Once upon a Twitter feed…
Reaching through dreams, she gathers a village of 87,000, telling stories in 140 characters or less. Stories of colonization and resistance, of animals, spirits, stories of staking out sacred ground and stoking the fire at its center. Iñupiaq rapper, writer, activist, and performance artist Allison Warden, who performs as AKU-MATU, began writing Twitter poems in Spring 2013. Her grandmother had just died, and on the way to the funeral the muse found her.
“Muses, really,” she says. “My ancestors.”
They had long spoken to her, but since that day they’ve sung remembering songs in bursts of verse on Twitter, banged out along the way of life on her paint-splattered iPhone.
“I am my ancestors’ experience of this technology,” says Warden. “I’m filtering their worldview through the reality of now. I try to intensely be my ancestors' perspective and hold that space on Twitter.”
After four years of Twitter poetry, Warden has approximately 87,000 followers, and her poems have been re-Tweeted, shared and re-shared, passed down over and over. The museum is pleased to support this creative effort as part of its Polar Lab project and will be re-tweeting the poem-posts throughout the summer. A book of these poems, titled “Taimanisaaq/Akkupak (Long Long Time Ago/Right Now) is available in the Anchorage Museum Store.

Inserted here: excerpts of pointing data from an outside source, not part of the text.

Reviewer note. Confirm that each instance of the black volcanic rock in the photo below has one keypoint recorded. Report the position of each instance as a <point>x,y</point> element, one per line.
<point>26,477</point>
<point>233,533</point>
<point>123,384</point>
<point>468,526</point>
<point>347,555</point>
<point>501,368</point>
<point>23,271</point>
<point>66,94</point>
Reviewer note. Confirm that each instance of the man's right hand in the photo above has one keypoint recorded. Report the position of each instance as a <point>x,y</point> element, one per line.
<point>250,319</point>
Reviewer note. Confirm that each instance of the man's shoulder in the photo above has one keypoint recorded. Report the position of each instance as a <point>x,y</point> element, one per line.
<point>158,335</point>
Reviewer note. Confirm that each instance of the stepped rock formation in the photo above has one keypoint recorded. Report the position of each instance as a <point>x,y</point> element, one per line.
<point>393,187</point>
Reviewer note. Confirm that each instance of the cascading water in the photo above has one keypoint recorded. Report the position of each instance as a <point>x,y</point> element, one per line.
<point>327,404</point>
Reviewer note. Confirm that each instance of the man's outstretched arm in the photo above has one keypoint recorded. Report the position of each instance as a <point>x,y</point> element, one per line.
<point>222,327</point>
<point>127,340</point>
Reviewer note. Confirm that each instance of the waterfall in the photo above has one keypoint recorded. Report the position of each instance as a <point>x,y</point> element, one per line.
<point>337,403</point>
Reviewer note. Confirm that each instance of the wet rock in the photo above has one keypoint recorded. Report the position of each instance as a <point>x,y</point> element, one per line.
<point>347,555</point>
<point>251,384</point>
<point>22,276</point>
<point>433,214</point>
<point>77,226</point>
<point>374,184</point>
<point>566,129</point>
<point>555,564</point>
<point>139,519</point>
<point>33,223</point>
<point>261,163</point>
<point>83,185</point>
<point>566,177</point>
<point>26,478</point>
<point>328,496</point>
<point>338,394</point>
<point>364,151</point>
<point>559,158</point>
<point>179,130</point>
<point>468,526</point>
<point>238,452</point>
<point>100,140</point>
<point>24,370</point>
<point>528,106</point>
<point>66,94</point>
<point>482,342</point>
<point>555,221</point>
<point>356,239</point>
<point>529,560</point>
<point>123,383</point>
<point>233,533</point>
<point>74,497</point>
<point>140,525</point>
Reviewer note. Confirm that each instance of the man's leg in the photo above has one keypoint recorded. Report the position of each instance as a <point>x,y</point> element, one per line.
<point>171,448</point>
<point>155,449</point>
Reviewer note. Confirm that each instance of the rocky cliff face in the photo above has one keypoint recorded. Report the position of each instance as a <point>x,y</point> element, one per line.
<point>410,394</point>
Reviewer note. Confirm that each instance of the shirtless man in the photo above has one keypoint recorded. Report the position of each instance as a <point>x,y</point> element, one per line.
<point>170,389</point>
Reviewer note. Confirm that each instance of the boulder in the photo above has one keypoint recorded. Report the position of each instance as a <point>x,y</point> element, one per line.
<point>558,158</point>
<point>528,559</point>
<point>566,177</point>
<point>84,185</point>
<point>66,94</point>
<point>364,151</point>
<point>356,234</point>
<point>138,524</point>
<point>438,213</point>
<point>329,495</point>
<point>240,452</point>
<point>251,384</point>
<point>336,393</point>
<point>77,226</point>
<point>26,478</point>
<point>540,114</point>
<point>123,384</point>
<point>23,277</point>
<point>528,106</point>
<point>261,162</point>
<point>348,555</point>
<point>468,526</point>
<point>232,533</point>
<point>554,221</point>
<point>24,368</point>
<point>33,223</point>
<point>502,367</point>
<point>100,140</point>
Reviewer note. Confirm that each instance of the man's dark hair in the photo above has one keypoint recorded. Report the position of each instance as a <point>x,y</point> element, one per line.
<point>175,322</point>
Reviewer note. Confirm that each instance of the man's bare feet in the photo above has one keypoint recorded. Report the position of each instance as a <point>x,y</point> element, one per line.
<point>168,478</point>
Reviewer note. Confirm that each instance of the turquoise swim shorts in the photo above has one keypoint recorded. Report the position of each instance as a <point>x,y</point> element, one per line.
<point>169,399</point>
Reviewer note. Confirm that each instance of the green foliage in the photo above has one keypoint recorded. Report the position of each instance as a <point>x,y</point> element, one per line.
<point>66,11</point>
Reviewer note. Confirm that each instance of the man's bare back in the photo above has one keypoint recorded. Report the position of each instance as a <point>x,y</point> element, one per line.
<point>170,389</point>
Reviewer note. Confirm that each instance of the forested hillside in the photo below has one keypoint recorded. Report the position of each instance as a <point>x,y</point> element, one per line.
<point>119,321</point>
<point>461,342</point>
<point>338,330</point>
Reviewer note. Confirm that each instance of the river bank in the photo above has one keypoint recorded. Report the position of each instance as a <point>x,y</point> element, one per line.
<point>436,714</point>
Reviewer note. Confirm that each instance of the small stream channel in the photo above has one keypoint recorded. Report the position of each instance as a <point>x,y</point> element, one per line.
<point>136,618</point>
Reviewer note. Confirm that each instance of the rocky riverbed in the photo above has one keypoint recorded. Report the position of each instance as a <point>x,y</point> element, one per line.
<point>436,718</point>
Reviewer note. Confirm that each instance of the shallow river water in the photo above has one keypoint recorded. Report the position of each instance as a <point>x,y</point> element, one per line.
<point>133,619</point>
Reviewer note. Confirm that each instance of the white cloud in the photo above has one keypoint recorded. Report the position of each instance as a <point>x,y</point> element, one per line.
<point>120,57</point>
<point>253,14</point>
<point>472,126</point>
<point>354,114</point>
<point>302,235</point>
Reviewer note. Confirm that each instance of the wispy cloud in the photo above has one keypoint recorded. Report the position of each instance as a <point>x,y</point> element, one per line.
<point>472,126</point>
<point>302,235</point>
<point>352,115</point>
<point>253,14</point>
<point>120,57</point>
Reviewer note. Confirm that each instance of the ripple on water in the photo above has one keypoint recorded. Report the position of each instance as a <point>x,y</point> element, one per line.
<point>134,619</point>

Museum visitors may recall Warden’s multimedia installation and two-month performance at the Anchorage Museum in Fall 2016 that took the form of an Iñupiat ceremonial qargi. Warden’s version was a futuristic recreation of a ceremonial house, where she allowed her audience to gently explore the space in a contemporary context. Warden described it as existing “in the space of where the hyper-future meets the super-ancient, a liminal space where myths are born and the Eagle Mother is honored with ceremony and dance.”